Nitrous, a.k.a NAWWWSSSSS
Building an engine with stout internals is an expensive, time consuming exercise, and even the cheapest eBay turbo kits take a lot of work to install. Thankfully, there’s a cheaper alternative to these difficult endeavours, and it comes in bottle! Nitrous oxide is a powerful oxidizing agent, and thus by injecting it in to your engine, you can also add more fuel, and make a bunch more power.
It’s a cheap and easy way to add 50 to 100 horsepower. Installation is typically fairly easy, with wet systems requiring a bottle install, along with a pair of nozzles to inject nitrous oxide and fuel into the intake of your engine. This gives you that classic red-button power boost made so famous by The Fast and the Furious. However, it does come at the risk of causing catastrophic engine damage, due to the sudden increase in cylinder pressures when the system is fired. Even if your engine holds up, you might find you quickly burn up a clutch or transmission as a result of the extra torque output. Doing your research on how nitrous effects your car is key to avoiding blowing a motor in front of a jeering crowd at the drag strip.
An often-overlooked part of the car when it comes to drag racing is the transmission.
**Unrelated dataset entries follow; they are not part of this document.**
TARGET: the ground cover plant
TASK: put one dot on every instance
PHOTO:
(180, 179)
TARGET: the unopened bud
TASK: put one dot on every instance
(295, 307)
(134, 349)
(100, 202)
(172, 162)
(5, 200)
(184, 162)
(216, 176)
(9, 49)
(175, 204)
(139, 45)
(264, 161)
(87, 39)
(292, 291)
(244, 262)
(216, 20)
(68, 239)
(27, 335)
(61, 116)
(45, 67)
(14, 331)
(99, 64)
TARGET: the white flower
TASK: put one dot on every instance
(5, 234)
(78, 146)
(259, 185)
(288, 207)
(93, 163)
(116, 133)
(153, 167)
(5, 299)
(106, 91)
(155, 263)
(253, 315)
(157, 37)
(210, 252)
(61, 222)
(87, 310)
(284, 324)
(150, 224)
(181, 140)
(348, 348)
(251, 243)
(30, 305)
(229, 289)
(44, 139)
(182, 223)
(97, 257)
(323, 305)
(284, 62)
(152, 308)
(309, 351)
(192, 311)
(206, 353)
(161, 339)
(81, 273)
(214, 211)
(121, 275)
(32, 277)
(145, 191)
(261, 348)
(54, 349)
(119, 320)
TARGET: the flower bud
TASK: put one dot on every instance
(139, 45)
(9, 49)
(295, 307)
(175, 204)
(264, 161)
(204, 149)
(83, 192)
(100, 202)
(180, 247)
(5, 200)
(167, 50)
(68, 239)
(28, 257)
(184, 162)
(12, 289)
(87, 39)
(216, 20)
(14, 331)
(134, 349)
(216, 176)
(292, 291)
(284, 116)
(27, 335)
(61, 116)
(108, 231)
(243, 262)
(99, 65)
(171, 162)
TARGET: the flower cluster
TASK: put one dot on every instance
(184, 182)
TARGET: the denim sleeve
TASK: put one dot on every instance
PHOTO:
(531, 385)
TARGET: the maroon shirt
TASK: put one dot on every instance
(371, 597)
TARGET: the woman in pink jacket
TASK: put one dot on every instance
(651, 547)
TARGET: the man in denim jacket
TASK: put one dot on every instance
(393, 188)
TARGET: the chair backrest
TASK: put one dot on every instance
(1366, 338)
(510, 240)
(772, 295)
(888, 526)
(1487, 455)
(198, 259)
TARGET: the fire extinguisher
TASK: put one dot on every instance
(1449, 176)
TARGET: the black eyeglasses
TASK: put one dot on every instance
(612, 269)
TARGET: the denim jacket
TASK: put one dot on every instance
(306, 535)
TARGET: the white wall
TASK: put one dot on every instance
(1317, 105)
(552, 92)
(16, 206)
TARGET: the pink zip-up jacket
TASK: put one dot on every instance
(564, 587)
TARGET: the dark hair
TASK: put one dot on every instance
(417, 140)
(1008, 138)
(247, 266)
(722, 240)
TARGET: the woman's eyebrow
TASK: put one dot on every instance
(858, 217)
If you’re running an automatic transmission, swapping in a torque converter with the optimum stall speed can help you launch the car harder without stumbling off the line. Swapping in a ratcheting shifter is also a popular mod, allowing the car to be slammed through the gears without accidentally missing a shift or dropping into neutral. For manual-equipped cars, fitting a suitable clutch that can handle high-power launches will help. You’ll also want to consider a spool or locking differential, to ensure you’re putting power down equally to your driven wheels.
Outside of the transmission itself, changing the final drive ratio can help the car accelerate faster and stay in its powerband longer. The final drive ratio is affected by tyre diameter as well as the differential gearing; changing either one will have an effect on how the car performs. A lower gear ratio, achieved by swapping to a differential with a higher numerical ratio or fitting smaller tyres, will allow the car to accelerate quicker. However, go too low, and you’ll be changing gears too often, costing time. A higher gear ratio, achieved by fitting larger tyres or swapping to a diff with a lower numerical ratio, can allow the car to go faster in each gear, but will accelerate slower. Getting the ratio just right is key to nailing the fastest possible ET.
Drag racing is a sport of optimisation. After a few runs, you’ll quickly start to identify weaknesses in your car and your own technique. By picking an area to work on, you’ll be able to find some time in the quarter-mile and also build consistency. Often, fixing one area will then lead to identifying further areas of weakness, and you and your car can develop over time. Pay attention to each run, and don’t be afraid to ask questions and learn from others along the way. You’ll pick up a lot just from observing others at the track and finding out what works and what doesn’t. Stay safe out there, wear your helmet, and of course, happy hacking!